How is metal clay is different than sheet metal?

How is metal clay different than sheet metal? Since the people who buy my jewelry (probably) don’t care much, I’ve never really given much of a written explanation. However, metal clay is such a unique material, and so much fun to work with, that I’ve finally decided to document some key differences between metal clay and sheet metal, which is one of the more common materials used in handmade jewelry.

Probably the most obvious difference is that you can “make” metal clay pieces at home (with the right equipment), while sheet metal is a supply you buy ready-made. I guess that isn’t really much of a distinction, since we all have to buy our metal or metal clay from somewhere. I sell the metal clay powders that I mix myself at Cinter Metal Clay on Etsy.

What I mean is that with sheet metal, you start with an object and apply various tools (saws, hammers, etc.) to reshape it. With metal clay, you start with a blob and shape, reshape and manipulate it quite easily in its wet state. Somehow it feels like sheet metal is a form you whittle down into something, while clay is something you build up from nothing.

Thickness

Sheet metal is sold in certain gauges, or thicknesses. The bigger the number, the higher the gauge and the thicker the metal is (ie. 16 gauge is thicker than 24 gauge). Hammers, rolling mills, and other mechanical processes can change the thickness of sheet metal. Metal workers anneal (heat) metal to make it easier to transform, but the more you work it, the harder it gets. If a piece gets too brittle from overworking, it can break. In handmade jewelry, 18-24 gauge are the most common for stamped metal jewelry pieces.

Metal clay is rolled out, while wet, to the desired thickness. Regular old playing cards were the tool of choice when metal clay first debuted, so often instructions will specify rolling the clay to a specified number of cards, ie. 7 cards thick. So, here a larger number means a thicker piece. 10 cards stack up higher than 7, for example. I’d estimate my typical metal clay pieces are about 5 times as thick as sheet metal jewelry, but they are lightweight due to metal clay’s unique properties (more on that below).

Texture

Sheet metal can be textured beautifully with any number of methods, so long as there is enough force (and/or the metal is annealed enough).

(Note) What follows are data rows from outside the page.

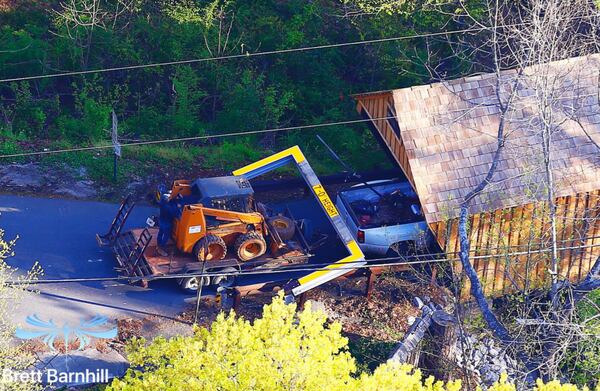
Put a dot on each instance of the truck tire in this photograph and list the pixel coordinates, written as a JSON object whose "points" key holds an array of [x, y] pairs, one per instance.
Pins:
{"points": [[191, 284], [284, 226], [210, 248], [224, 281], [249, 246]]}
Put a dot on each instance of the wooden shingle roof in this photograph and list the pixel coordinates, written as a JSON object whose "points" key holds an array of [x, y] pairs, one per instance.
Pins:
{"points": [[449, 132]]}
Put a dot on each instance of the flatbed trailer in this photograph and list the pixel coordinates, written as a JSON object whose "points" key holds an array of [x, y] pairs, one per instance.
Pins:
{"points": [[137, 256], [136, 250]]}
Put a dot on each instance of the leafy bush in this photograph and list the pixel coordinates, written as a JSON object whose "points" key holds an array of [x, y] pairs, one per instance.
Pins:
{"points": [[280, 351]]}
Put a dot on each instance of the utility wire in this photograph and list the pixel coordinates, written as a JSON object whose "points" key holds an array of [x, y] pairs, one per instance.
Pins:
{"points": [[192, 138], [354, 265], [244, 55]]}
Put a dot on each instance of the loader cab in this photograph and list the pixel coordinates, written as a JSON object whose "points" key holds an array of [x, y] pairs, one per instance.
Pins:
{"points": [[233, 193]]}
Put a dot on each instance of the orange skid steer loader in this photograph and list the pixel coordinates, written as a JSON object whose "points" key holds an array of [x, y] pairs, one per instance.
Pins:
{"points": [[217, 214], [208, 232]]}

Metal clay is much easier to texture, as you probably guessed. Rubber stamps, cookie cutters, leaves – pretty much any interesting texture can be transferred to metal clay. For some mediums, it is better to make a mold of the texture, and then shape or texture the clay with that mold.

My favorite thing about metal clay is the texture – not really even the textures created with stamps or other surfaces. I love the texture of the clay itself. I like my clay to be a little dry around the edges when I’m working with it. That creates all kinds of little organic cracks and crevices that are impossible to create with sheet metal.

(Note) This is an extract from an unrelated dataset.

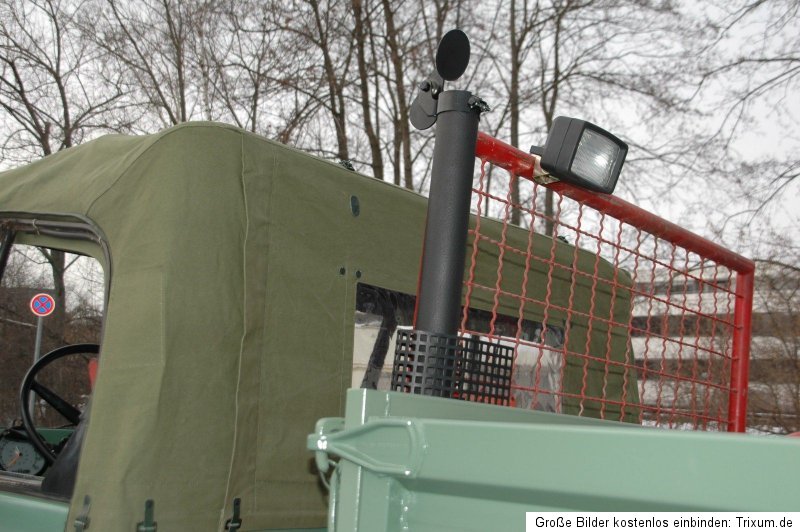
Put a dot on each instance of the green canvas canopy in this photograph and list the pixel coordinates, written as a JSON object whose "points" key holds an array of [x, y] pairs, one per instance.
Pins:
{"points": [[232, 269]]}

I write in reverse on foam and then transfer my writing onto the metal clay. (That’s why the letters are raised instead of indented as in the stamped example.) I think it has changed my brain – I see things both backwards and forwards.

Many people do amazing things with metal clay – so amazing, you can’t tell that they used clay. I am not one of them. I love the clay because it looks like clay, and it is metal. That combination just makes me happy! I don’t really try to make pieces that look like they could have been fabricated from sheet metal. I use sheet metal when I want that look.

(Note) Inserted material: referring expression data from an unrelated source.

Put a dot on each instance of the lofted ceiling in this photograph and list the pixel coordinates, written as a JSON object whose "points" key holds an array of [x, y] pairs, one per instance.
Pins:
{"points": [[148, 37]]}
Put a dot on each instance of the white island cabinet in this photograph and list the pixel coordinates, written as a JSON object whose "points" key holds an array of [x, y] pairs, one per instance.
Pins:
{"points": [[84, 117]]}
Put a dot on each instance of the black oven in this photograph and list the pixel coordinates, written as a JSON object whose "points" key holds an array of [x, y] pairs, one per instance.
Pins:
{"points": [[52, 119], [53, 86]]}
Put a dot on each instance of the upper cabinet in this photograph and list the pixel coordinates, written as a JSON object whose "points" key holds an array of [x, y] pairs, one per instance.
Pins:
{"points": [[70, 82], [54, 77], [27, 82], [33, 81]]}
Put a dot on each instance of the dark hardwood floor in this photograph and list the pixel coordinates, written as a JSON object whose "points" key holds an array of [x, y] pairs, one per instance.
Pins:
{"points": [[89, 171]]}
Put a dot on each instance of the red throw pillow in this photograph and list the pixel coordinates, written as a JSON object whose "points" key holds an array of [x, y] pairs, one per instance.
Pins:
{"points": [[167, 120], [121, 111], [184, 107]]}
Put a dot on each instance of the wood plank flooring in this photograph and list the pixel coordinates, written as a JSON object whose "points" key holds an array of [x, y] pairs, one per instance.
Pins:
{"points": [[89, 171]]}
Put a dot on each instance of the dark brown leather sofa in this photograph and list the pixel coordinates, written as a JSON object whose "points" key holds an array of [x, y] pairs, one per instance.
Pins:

So, how is metal clay different than sheet metal?

Metal clay pieces are fragile until fired in a kiln. The heat sinters the metal together. This means the little particles of metal in the clay get hot enough around the edges to melt just slightly and stick together. This is why metal clay pieces shrink in the kiln – the spaces between the metal particles get smaller.

If the heat is too high, the piece can melt and all you’ll have is a blob. If the heat is too low, the metal won’t sinter enough, and it will crumble.

Sintering takes a little practice. You have to get to know your kiln and your materials. My firing instructions walk you through the basics, but expect to do a little fine tuning for your environment. But, once you’ve done that, metal clay opens up a whole world of quiet (no hammers!) easy and satisfying metal creation opportunities.